Of course, since I couldn't find the original thread it was on, I had to use Google to track it down. 

I love that commerical. I even put a link to it on my blog at one time. 

Anyway, glad you liked.


----------



## pezagent (Aug 11, 2002)

> _Originally posted by Gregita _
> *
> 
> For the most part, though, I am happy that Apple is taking Microsoft on head on.
> ...



Apple taking Microsoft head on? Are you confusing marketing strategy with business design? I think so. 

Please, stop giving into the hype. Apple would be more successful if those who already use it would be less idealistic and learn how the real world works.


----------



## pezagent (Aug 11, 2002)

> _Originally posted by themacko _
> *Umm, these are real people telling their real stories.  Not everyone has Windows XP (which is no more stable than 98, IMO).  I think the switch commercials are just fine and are targeted for the perfect audience of PC users who don't know that Macs are a viable substitute for PCs which tend to be buggy and flakey.
> 
> Non tech-heads don't care about numbers and facts, they want something that works well and is reliable.  That's exactly the point that the switch ads are making. *



Buggy and "flakey"? Is it fact or opinion that PCs are "flakey"? Can you give any "real world" examples of how PCs are more or less "flakey" than Macs?

The truth is, Macs are just as "buggy" and "flakey" as any other commercial operating system. 

I use OS9, and it brings the WHOLE SYSTEM down all the time--virtual memory is a frickin' joke.  At least with Windows, you can get out of a problem without bringing the whole system down. I only get the "blue screen of death" when the AMD chip overheats in the laptop--and that's rare. It's no more of a hassle then when Apple starts up with a "system error" reboot message.

As far as OSX is concerned, I hope Jaguar is as fast as it needs to be, because previous versions are frickin' slow compared to XP. I did a side-by-side comparison, and I could get the new iMac to crash numerous times while XP ran quite smoothly and stable. 

If non-tech heads want something that is stable, one could recommend either platform. Apple switch ads are a feable attempt at wooing customers. I think Apple needs to "think different" about their marketing strategies at this point... just watching these ads makes me want to buy a PC.


----------



## pezagent (Aug 11, 2002)

> _Originally posted by Oscar Castillo _
> *You simply need to understand the marketing behind all the Apple commercials.  The message is not catering to any particular group or segment of the viewing audience, but to the mass audience can understand.
> *


What? If a marketing team ever came to me and said "we're not targeting anyone inparticular with this campaign" they'd find themselves unemployed.

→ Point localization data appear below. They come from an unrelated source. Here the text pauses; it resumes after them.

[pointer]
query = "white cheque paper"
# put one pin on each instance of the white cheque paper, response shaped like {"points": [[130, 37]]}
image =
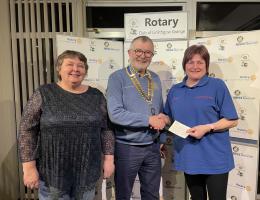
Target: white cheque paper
{"points": [[179, 129]]}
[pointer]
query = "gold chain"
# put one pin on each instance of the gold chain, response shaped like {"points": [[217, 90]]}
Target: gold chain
{"points": [[148, 97]]}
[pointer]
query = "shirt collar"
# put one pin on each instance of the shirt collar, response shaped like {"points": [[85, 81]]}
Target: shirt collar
{"points": [[203, 81], [146, 74]]}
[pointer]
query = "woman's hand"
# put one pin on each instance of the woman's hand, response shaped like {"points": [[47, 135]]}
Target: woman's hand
{"points": [[199, 131], [108, 166], [30, 175]]}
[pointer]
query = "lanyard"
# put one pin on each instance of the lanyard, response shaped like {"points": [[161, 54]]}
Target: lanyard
{"points": [[148, 97]]}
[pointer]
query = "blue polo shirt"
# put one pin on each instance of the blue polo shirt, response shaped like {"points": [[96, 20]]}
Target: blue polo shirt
{"points": [[206, 102]]}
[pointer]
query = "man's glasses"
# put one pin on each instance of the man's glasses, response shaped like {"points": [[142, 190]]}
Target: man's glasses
{"points": [[140, 52]]}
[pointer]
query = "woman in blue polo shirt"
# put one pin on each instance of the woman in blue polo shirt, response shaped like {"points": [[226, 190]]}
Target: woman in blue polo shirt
{"points": [[204, 104]]}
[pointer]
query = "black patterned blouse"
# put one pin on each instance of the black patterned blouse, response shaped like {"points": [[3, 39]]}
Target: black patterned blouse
{"points": [[66, 133]]}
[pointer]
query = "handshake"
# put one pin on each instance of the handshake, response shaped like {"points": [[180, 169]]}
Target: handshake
{"points": [[159, 121]]}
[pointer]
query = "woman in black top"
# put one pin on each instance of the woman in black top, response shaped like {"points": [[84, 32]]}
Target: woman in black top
{"points": [[63, 132]]}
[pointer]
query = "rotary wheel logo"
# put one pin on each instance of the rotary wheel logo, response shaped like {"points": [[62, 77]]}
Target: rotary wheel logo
{"points": [[133, 26], [237, 92], [106, 44], [169, 45], [240, 39], [235, 149]]}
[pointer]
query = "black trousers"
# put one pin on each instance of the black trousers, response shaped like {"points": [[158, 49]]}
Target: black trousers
{"points": [[142, 160], [213, 185]]}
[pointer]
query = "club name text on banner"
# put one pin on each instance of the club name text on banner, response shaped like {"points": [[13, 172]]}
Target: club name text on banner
{"points": [[156, 25]]}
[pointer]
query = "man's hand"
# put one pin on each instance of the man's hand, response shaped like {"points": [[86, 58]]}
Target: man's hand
{"points": [[165, 118], [199, 131], [156, 122]]}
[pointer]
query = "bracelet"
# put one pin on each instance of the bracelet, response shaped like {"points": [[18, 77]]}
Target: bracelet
{"points": [[212, 127]]}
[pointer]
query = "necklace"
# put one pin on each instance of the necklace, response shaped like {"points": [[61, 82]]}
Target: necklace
{"points": [[146, 96]]}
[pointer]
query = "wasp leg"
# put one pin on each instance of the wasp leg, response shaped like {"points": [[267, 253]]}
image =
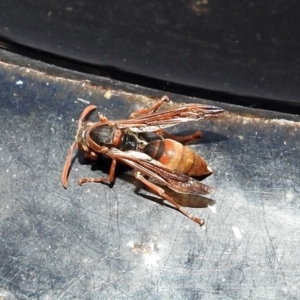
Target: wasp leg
{"points": [[108, 179], [180, 139], [158, 190], [150, 110]]}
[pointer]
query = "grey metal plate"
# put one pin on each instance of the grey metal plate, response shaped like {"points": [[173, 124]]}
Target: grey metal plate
{"points": [[98, 242]]}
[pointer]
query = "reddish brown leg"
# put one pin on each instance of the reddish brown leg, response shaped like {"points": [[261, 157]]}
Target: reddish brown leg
{"points": [[150, 110], [158, 190], [180, 139], [108, 179]]}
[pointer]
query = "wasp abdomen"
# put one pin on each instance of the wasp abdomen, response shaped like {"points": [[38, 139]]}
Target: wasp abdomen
{"points": [[177, 157]]}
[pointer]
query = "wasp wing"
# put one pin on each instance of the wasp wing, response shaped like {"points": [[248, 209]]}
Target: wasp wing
{"points": [[163, 119], [143, 163]]}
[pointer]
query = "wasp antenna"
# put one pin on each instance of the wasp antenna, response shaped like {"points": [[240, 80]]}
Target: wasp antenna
{"points": [[65, 172], [87, 111]]}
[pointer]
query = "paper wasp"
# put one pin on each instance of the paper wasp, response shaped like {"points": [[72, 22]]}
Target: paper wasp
{"points": [[166, 162]]}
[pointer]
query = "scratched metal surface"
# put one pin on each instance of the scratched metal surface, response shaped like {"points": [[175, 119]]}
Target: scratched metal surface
{"points": [[97, 242]]}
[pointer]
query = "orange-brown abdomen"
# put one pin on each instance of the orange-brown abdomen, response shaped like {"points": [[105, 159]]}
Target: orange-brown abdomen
{"points": [[177, 157]]}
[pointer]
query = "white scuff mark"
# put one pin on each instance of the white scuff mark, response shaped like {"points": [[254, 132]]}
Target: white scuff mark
{"points": [[237, 232], [83, 100]]}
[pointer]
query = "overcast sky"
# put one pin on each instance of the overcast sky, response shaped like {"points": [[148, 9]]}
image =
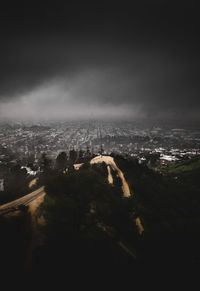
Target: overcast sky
{"points": [[59, 61]]}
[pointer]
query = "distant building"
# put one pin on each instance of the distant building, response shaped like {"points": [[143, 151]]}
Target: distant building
{"points": [[1, 184]]}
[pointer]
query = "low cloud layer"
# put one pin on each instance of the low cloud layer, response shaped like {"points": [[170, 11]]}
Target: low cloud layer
{"points": [[105, 64]]}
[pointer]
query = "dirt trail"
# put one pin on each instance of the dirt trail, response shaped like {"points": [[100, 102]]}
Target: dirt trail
{"points": [[110, 162], [33, 182], [139, 225], [125, 187]]}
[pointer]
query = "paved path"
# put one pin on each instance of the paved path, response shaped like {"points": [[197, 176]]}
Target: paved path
{"points": [[25, 200]]}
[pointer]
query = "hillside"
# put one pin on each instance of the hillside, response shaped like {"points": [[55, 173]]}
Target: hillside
{"points": [[89, 219]]}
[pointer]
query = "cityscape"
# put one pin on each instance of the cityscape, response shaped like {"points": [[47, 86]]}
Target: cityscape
{"points": [[27, 141]]}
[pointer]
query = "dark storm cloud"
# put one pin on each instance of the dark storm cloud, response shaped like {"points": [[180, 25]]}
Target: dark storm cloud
{"points": [[143, 59]]}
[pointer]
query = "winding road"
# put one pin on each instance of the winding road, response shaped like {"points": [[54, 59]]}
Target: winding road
{"points": [[23, 201]]}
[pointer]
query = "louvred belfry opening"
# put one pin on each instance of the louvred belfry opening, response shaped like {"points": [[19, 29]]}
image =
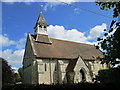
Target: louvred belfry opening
{"points": [[41, 30], [41, 25]]}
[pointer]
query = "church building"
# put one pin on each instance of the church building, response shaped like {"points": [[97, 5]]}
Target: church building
{"points": [[53, 61]]}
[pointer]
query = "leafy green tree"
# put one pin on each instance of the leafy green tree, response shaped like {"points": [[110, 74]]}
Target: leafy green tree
{"points": [[20, 71], [110, 43]]}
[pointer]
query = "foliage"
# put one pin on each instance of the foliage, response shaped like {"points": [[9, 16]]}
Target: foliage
{"points": [[110, 43], [7, 72], [109, 76], [17, 77], [109, 5], [79, 86]]}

Of course the switch ads are targeted... *you* simply need to understand whom they are targeting. I haven't watched all the ads because they annoy me, but it's pretty obvious they are targeting single (unmarried, with or without partner) 30 somethings who have bought a PC but might be looking to switch to something else. Since the group are in their 30s and unmarried, they're probably in the duck-phase of their lives, which means getting serious about coordinating household appliances--matching furniture, etc. That's where the quirky dancing iMac comes in... there's a single guy, out at night, probably about to meet his mates... store windows regularly attract buyers, and here's a new computer, so interesting in its design it stops and gets your attention--how? By dancing with you, of course. Hey man, that's cool. I bet one of these would look good with my new home office, blah blah blah...

Unfortunately for Apple, their Switch ads are really grasping for air--making people look like idiots for the sake of advertising is really low... it's like something the nurds at DDB would come up with...


----------



## Oscar Castillo (Aug 11, 2002)

> _Originally posted by pezagent _
> *
> What? If a marketing team ever came to me and said "we're not targeting anyone inparticular with this campaign" they'd find themselves unemployed.
> 
> ...



If you bothered to read and quote the rest of my post...  
Apple could have released ads listing systems specs, like MHz, GHz, ATA drives, GeForce4 so on and so forth and that would have been just perfect for me and others here as well, but everyone else is left out.  
When you have a product that is for a segment of the market, such as for adults, but not for kids. Then you have to come up with marketing that targets only adults.  But for a product that can be used by everyone, you will severely limit revenue by targeting one segment.
Targeting too much of the enthusiast segment will only get you that.  But you loose the majority of the folks that are non-technical, which is a very big segment of computer users.  The majority in fact have no idea about the inner workings and how it ties to the OS or even care to know.  We've all met that person more times than we care to acknowledge.  Those like me that go out and get the parts to assemble there own computer are a very small minority in the computer industry.  
Simplicity is the trend now and not just for Apple anymore.  The industry has been moving in that direction for a while now.  Aside from the Apple ads that are simply for the humor and curiosity, the Switch ads are about what its always been about, simplicity and ease of use.  Even Microsoft agrees there, just look at the Fisher-Price color scheme of Windows XP.


----------



## pezagent (Aug 11, 2002)

> _Originally posted by Oscar Castillo _
> *
> 
> If you bothered to read and quote the rest of my post...
> ...



Do me a favor and don't try to figure out the advertising industry on the fly, okay? Your original post stated that Apple wasn't targeting anyone in particular, which is just not true.

As far as your thoughts on "severly limiting revenue" by targeting one segment, that's just plain BS. Do me a favor, go to the library, take out a book on basic marketing (there's plenty) and do some research. I expect a better reply next time.


----------



## Oscar Castillo (Aug 11, 2002)

> _Originally posted by pezagent _
> *
> 
> Do me a favor and don't try to figure out the advertising industry on the fly, okay? Your original post stated that Apple wasn't targeting anyone in particular, which is just not true.
> ...



Just Switch and be done with it.


----------